Ego tripes

L’autobiographie est loin de se cantonner à la littérature. Au théâtre aussi, les récits de vie abondent. Avec une trilogie de spectacles, Riton Liebman apporte une nouvelle pierre à ce genre qui vise à l’identification et donc, immanquablement, à l’émotion.
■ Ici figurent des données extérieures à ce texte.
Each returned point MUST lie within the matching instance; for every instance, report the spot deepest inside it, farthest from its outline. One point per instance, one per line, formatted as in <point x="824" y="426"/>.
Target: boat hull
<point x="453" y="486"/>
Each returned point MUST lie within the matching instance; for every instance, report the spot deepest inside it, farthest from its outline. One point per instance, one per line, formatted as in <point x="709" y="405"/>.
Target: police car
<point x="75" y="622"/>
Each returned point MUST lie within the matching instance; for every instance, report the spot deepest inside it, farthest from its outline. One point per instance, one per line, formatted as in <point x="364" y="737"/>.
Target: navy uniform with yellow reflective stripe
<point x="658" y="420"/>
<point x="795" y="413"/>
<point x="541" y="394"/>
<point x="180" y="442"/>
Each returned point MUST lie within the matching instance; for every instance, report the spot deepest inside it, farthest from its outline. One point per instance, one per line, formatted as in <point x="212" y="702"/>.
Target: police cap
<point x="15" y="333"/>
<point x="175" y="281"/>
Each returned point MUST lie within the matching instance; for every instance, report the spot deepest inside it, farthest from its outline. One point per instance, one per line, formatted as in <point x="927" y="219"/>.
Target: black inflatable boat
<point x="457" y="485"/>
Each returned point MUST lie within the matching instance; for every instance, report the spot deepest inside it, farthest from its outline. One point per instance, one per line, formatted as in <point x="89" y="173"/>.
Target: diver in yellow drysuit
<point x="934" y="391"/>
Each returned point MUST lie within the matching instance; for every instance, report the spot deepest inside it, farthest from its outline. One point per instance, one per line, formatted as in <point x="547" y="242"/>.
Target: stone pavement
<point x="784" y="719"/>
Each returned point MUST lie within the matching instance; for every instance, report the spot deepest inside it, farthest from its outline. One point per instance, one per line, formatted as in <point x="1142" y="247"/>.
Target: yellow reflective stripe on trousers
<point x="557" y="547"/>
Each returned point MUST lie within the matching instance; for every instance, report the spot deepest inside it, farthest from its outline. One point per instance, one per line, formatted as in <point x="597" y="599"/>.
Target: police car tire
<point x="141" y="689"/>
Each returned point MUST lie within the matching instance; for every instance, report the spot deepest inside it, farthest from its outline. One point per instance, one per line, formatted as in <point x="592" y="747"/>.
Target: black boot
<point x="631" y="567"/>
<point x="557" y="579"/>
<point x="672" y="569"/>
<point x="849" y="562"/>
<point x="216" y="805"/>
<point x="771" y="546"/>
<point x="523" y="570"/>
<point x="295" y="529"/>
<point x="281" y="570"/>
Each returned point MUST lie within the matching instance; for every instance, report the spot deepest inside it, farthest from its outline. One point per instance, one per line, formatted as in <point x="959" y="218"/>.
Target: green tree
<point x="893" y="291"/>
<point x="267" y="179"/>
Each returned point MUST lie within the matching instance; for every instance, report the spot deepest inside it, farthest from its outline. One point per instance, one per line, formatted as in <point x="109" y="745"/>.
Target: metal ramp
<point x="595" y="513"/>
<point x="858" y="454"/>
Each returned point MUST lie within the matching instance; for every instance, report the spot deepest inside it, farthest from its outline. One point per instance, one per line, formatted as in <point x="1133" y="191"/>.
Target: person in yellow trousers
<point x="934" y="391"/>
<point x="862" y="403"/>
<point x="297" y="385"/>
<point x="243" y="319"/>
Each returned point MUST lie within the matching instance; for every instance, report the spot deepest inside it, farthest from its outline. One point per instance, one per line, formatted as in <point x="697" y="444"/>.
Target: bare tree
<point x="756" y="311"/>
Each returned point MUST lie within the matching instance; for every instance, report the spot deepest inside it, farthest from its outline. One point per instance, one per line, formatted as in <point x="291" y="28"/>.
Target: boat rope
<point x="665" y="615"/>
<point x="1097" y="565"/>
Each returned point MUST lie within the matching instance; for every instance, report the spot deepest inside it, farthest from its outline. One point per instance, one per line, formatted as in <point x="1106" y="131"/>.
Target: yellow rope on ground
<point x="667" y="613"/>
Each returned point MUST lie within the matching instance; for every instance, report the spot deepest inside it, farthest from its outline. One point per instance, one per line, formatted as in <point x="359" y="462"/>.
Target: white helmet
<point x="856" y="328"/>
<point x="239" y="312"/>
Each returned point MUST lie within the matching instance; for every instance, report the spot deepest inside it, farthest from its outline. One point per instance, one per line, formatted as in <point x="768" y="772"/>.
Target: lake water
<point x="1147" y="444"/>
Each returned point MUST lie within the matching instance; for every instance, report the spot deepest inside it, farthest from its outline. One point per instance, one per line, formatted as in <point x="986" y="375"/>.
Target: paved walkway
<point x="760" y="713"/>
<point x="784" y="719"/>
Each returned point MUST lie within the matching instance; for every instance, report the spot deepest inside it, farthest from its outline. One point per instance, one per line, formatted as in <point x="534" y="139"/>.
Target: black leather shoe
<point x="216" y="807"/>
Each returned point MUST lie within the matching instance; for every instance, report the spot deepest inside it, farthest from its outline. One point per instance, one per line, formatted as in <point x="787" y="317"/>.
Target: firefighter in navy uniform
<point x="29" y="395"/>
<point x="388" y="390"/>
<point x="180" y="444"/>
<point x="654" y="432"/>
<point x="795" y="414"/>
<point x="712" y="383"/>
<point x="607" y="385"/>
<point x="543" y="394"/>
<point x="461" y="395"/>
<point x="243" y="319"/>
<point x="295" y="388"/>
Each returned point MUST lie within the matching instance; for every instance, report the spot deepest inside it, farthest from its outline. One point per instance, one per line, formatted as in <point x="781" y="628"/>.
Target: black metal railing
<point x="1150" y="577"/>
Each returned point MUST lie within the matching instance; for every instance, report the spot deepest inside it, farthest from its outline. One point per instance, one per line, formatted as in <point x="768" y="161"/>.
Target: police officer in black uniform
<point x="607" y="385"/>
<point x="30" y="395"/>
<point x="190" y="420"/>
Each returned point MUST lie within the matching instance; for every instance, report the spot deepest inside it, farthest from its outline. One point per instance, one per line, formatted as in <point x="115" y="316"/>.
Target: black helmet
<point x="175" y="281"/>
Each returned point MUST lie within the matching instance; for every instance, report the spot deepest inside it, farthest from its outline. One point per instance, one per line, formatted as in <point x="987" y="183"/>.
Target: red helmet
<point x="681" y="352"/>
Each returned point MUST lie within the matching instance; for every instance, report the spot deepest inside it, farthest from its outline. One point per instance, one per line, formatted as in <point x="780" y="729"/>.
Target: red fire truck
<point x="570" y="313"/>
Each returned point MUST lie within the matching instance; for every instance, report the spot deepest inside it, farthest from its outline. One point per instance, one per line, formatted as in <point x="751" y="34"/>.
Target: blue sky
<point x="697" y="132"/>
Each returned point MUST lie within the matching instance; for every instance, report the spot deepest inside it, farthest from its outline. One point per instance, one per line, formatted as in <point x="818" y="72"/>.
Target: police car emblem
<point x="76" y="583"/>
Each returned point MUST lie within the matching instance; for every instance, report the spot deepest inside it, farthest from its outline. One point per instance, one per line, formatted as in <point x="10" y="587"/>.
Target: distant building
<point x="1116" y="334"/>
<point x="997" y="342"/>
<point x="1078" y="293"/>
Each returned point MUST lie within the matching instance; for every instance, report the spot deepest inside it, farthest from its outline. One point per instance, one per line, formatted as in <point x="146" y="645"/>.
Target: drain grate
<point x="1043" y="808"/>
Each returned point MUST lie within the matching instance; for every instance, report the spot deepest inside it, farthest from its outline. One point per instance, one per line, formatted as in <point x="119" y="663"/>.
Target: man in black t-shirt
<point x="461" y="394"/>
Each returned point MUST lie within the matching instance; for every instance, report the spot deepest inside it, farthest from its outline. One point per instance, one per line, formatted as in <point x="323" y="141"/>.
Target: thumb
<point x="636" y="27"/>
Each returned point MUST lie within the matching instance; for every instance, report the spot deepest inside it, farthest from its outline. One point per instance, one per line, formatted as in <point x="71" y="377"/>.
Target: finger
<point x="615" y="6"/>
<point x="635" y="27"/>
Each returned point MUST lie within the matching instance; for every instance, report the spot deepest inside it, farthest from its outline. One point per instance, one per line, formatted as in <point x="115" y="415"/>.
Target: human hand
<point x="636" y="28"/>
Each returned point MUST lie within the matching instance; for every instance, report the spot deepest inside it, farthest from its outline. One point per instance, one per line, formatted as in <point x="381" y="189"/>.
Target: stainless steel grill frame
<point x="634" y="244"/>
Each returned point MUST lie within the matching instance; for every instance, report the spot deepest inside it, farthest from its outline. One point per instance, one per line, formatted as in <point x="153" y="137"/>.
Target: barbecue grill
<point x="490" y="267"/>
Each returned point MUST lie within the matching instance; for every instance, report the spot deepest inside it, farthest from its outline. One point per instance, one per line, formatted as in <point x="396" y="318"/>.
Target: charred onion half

 » Que la trompette du jugement dernier sonne quand elle voudra ; je viendrai, ce livre à la main, me présenter devant le souverain juge. Je dirai hautement : voilà ce que j’ai fait, ce que j’ai pensé, ce que je fus.  » En écrivant ses Confessions, parues de manière posthume dans les années 1780, Jean-Jacques Rousseau souhaitait montrer à ses semblables  » un homme dans toute la vérité de la nature « . Il ne se doutait pas qu’en accomplissant cette  » entreprise qui n’eut jamais d’exemple et dont l’exécution n’aura point d’imitateur « , il ouvrait la voie à des centaines de suiveurs, qui allaient s’épancher dans divers Mémoires, Journaux et Histoires de ma vie. Bazin, Yourcenar, Gide, Sarraute, Sand, Pagnol, Labro ou, plus proches de nous et en BD, Marjane Satrapi et Riad Sattouf s’y sont (auto)collés avec talent.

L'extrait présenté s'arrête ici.